[А. П. Суслова] кончила же тем, что уже лет 43-х влюбилась в студента Гольдовского (прелестный юноша), жида, гостившего у нас летом. Влюбилась безумно «последней любовью». А он любил другую (Ал. П. Попову; прелестную поповну). Его одно неосторожное письмо ко мне с бранью на Александра III она переслала жандармскому полковнику в Москве, и его «посадили», да и меня стали жандармы «тягать на допросы». Мачеху его, своего друга Анну Осиповну Гольдовскую (урожд. Гаркави), обвинила перед мужем в связи с этим студентом Гольдовским (ее «предмет») и потребовала, чтобы я ему, своему другу – ученику – писал ругательские письма. Я отказался. «Что ты, безумная». Она бросила меня.
После одного примирения и гощения у нас летом одного юноши (студента), – она уехала и более никогда не возвращалась. Только несколько лет спустя я стал подозревать, что она полюбила этого юношу; но признаков никаких не было, кроме того, что, зная о любви его к одной девушке, она страшно оклеветала эту девушку перед его родителями, а затем возненавидела его и довела (пересылкой писем в жандармское отделение) до тюрьмы, из которой, сын прекрасных родителей, он без труда освободился.
Последняя наша «история» не объяснима без любви к Гольдовскому, хотя она задушила бы того, кто высказал бы ей эту ее тайну, которой, вероятно, она сама не осмеливалась поверить. Он гостил у нас лето, кажется [18]83 или [18]84 года; и влюбился, равно как и взаимно б[ыл] любим, в дочь священника, Александру Павловну Попову, прекрасную и благородную девушку. Я охотно оставался писать книгу, когда шумными parties de plaisir[251]

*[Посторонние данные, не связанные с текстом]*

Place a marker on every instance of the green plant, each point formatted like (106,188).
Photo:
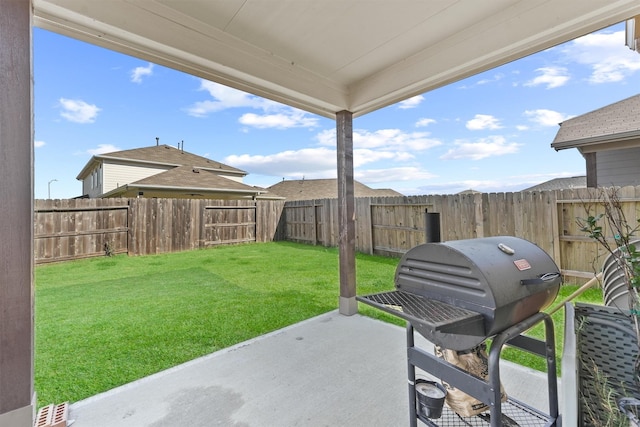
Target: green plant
(108,249)
(607,413)
(616,235)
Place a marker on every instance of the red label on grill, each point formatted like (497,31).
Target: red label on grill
(522,264)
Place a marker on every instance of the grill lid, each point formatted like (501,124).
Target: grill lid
(459,293)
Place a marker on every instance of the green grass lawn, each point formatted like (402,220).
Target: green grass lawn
(103,322)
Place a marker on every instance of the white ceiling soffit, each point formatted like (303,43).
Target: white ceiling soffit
(325,56)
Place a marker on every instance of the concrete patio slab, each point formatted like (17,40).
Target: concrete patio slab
(331,370)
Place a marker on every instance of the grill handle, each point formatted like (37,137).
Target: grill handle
(547,277)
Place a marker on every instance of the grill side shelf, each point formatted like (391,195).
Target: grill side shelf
(436,315)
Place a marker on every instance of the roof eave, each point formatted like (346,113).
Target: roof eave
(238,172)
(577,143)
(133,187)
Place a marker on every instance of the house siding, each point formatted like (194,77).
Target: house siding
(116,174)
(618,167)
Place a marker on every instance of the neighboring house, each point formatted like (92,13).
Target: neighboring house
(311,189)
(560,184)
(609,140)
(162,171)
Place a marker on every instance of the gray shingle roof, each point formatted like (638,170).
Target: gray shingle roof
(310,189)
(163,155)
(560,184)
(620,120)
(190,177)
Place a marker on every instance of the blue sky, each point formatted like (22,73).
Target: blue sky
(491,132)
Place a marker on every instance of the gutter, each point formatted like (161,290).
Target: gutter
(577,143)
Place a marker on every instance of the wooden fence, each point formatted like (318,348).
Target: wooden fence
(390,226)
(80,228)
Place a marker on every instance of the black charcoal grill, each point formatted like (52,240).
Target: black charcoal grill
(459,293)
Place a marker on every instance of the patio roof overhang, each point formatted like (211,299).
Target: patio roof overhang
(328,56)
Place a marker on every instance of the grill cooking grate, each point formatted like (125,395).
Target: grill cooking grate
(417,309)
(516,411)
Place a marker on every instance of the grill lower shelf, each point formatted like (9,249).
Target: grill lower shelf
(433,314)
(523,416)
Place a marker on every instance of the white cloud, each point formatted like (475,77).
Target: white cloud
(605,54)
(425,122)
(483,121)
(494,78)
(485,147)
(78,111)
(139,72)
(304,162)
(552,77)
(225,97)
(407,173)
(275,115)
(412,102)
(103,148)
(545,117)
(286,120)
(389,139)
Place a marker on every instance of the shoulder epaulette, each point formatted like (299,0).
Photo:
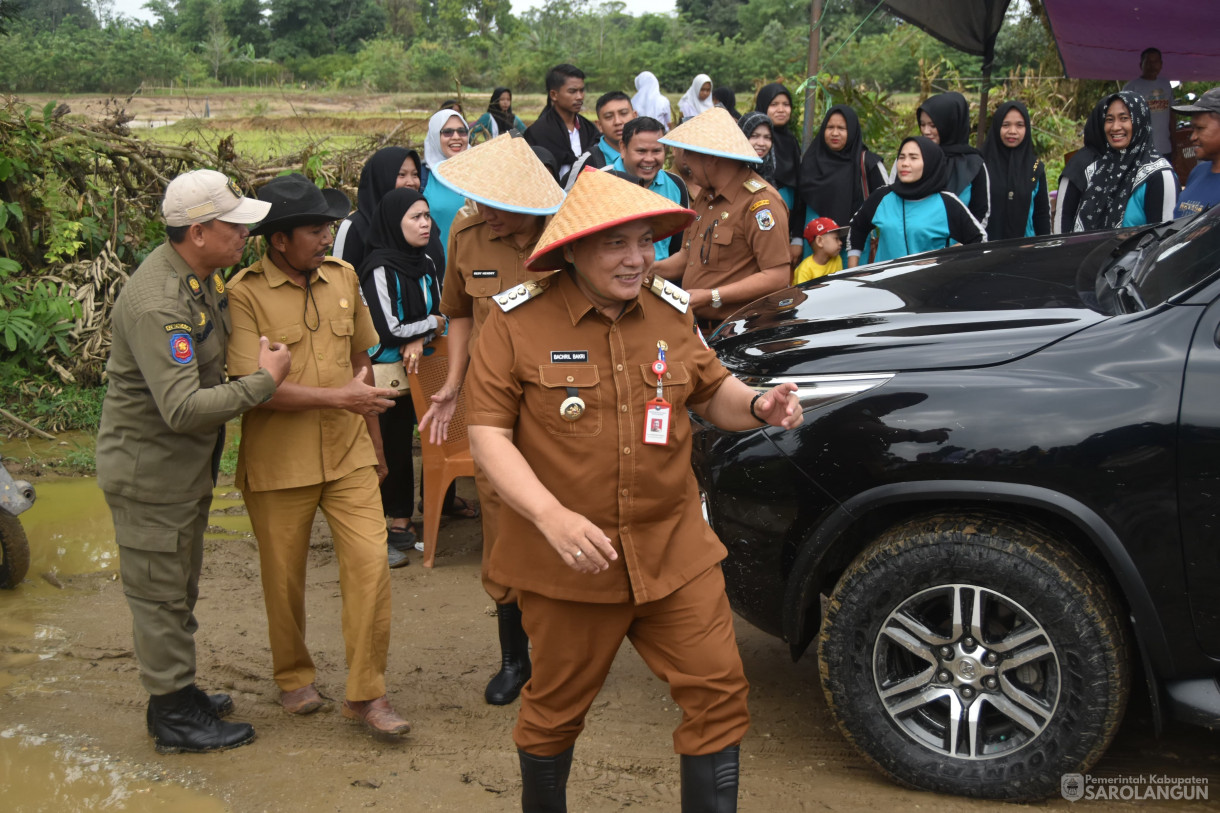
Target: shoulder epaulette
(670,293)
(522,293)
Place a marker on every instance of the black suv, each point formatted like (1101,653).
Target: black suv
(1003,505)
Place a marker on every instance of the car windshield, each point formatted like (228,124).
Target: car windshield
(1186,256)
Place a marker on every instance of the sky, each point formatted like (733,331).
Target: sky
(133,7)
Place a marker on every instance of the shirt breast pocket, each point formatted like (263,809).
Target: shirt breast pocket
(675,383)
(343,330)
(290,337)
(563,381)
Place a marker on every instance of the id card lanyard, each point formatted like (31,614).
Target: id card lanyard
(658,410)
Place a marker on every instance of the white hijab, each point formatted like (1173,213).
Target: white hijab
(649,100)
(432,151)
(689,104)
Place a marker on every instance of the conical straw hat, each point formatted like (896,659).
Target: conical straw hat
(713,132)
(600,200)
(505,173)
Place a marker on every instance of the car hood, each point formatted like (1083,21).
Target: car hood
(958,308)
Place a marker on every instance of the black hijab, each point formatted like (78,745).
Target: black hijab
(1014,173)
(950,114)
(936,171)
(1114,176)
(832,182)
(786,149)
(726,99)
(1094,144)
(504,119)
(749,122)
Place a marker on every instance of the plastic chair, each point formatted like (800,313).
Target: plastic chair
(441,464)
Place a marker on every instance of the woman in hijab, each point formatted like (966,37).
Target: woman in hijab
(400,280)
(1130,184)
(944,119)
(760,133)
(648,99)
(698,98)
(775,100)
(447,136)
(1071,181)
(838,171)
(498,119)
(1020,204)
(727,99)
(915,214)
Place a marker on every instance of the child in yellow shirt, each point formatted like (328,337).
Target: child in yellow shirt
(826,238)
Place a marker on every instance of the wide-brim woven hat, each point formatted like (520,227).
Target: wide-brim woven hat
(713,132)
(600,200)
(504,173)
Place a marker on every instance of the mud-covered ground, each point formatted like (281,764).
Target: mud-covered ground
(75,680)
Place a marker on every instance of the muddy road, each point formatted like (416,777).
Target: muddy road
(68,682)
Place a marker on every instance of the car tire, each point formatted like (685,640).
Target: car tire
(1037,686)
(14,552)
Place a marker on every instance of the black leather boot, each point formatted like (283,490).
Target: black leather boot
(544,781)
(709,781)
(218,704)
(515,669)
(181,722)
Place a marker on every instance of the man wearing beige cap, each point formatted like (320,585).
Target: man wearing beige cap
(578,405)
(737,248)
(160,441)
(513,192)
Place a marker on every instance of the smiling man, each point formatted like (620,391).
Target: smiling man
(578,416)
(315,446)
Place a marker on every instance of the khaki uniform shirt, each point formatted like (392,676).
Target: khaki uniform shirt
(643,497)
(481,264)
(737,231)
(282,449)
(167,398)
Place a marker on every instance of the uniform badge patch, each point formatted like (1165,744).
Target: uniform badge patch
(181,348)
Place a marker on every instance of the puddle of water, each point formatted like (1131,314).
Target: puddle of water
(42,776)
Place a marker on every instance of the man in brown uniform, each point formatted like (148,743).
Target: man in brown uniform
(578,414)
(315,444)
(159,444)
(513,192)
(737,248)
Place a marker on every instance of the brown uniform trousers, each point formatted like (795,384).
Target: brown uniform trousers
(294,463)
(481,265)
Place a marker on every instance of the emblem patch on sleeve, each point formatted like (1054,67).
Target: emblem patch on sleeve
(181,348)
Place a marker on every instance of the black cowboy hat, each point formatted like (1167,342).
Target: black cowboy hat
(295,202)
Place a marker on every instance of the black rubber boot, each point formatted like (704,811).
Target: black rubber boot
(179,722)
(544,781)
(515,669)
(218,704)
(709,781)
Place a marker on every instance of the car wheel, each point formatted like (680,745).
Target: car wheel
(14,552)
(965,654)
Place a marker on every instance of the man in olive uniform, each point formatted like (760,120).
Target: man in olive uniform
(513,192)
(159,444)
(578,402)
(315,446)
(737,248)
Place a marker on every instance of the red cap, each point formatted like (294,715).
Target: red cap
(821,226)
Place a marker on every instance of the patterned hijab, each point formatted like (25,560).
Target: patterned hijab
(1113,177)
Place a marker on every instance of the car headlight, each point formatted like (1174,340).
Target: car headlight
(820,391)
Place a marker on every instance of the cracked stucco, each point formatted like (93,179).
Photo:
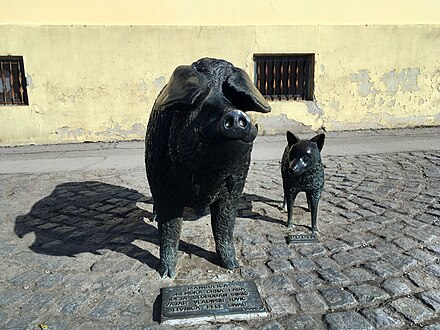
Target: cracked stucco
(99,83)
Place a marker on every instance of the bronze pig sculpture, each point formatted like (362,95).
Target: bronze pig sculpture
(197,152)
(302,170)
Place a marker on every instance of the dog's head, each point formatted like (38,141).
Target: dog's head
(303,154)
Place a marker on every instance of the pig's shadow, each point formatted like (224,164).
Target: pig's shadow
(90,216)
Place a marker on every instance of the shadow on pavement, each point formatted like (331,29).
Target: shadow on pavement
(90,216)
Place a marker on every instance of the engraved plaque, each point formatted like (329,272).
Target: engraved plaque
(212,301)
(296,239)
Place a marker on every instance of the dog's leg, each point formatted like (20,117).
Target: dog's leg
(313,199)
(290,199)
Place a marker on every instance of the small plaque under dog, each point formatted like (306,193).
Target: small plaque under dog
(211,302)
(296,239)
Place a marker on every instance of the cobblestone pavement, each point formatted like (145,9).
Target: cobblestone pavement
(79,249)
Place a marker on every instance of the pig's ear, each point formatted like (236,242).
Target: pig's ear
(184,91)
(291,138)
(319,140)
(242,93)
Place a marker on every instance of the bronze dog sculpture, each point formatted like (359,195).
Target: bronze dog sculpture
(302,170)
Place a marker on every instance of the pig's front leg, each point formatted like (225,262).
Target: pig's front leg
(169,235)
(223,214)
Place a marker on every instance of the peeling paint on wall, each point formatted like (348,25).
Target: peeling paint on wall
(107,86)
(363,81)
(405,79)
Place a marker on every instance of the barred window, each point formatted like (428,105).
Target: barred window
(12,81)
(285,76)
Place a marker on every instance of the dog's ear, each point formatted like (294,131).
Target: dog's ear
(239,89)
(319,140)
(185,89)
(291,138)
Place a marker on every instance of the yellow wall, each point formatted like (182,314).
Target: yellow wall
(221,12)
(98,82)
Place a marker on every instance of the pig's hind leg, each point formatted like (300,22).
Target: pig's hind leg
(169,235)
(223,214)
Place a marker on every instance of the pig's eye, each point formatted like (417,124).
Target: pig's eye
(229,123)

отправлялись он, она и ее двоюродные сестры, все светские учительницы, с учителями-семинаристами местной приходской школы, – куда-нибудь за город; и Суслова всегда участвовала в этих parties de plaisir. Роман молодых людей, без чего-либо грязного (он б[ыл] еврей и по вероисповеданию), б[ыл] всем известен и ни от кого не был скрываем, даже, кажется, от родителей. Наступило время отъезда; она, имевшая прекрасный музыкальный талант, поехала в Петербургскую консерваторию, где уже обучалась год или два, он – в университет. Вдруг, следом за ним, Суслова отправляет к его матери письмо[252], где, небрежно рассказывая о романе, третировала Александру] П[авловну] как девушку, «которая может любить только на постели»; письмо, показанное сыну, оскорбило его, и в письме ко мне[253] он выразил удивление перед вмешательством в чужие дела и такими грязными отзывами о девушке, ничего дурного ей не сделавшей. Письмо, конечно, не было мною показано ей, но я не знал, что все письма на мое имя всегда ею перлюстрируются, прежде чем попадают в мои руки. Искра пала; одно письмо, где он неодобрительно отозвался об университетском начальстве, ею было переслано жандармскому управлению в Москве, и Стаха б[ыл] арестован и просидел несколько месяцев в тюрьме; невозможно представить всей грязи, которую она подняла, обвинив меня в связи с одной из двоюродных сестер и, наконец, самого Стаху в любовной связи с мачехой – чудною женщиной, 20-летним другом самой Сусловой, – от коей и родился у старика Гольдовского сын Женя, а не от него вовсе. Анонимные письма, неприличные стихи – все стекалось, стекалось в руки знакомых или родных; п. ч. моя предполагаемая любовница, придя в гимназию, – в истерике требовала возвращения своих писем, отдельные слова из которых приводила Суслова… Со всех сторон вступившиеся знакомые и родные требовали, чтобы я справился с женой, убрал ее, то есть в сумасшедший дом; что это – преступление; но было так же невозможно справиться с нею, как с метелью в степи; для свободы действий она переехала в Орел.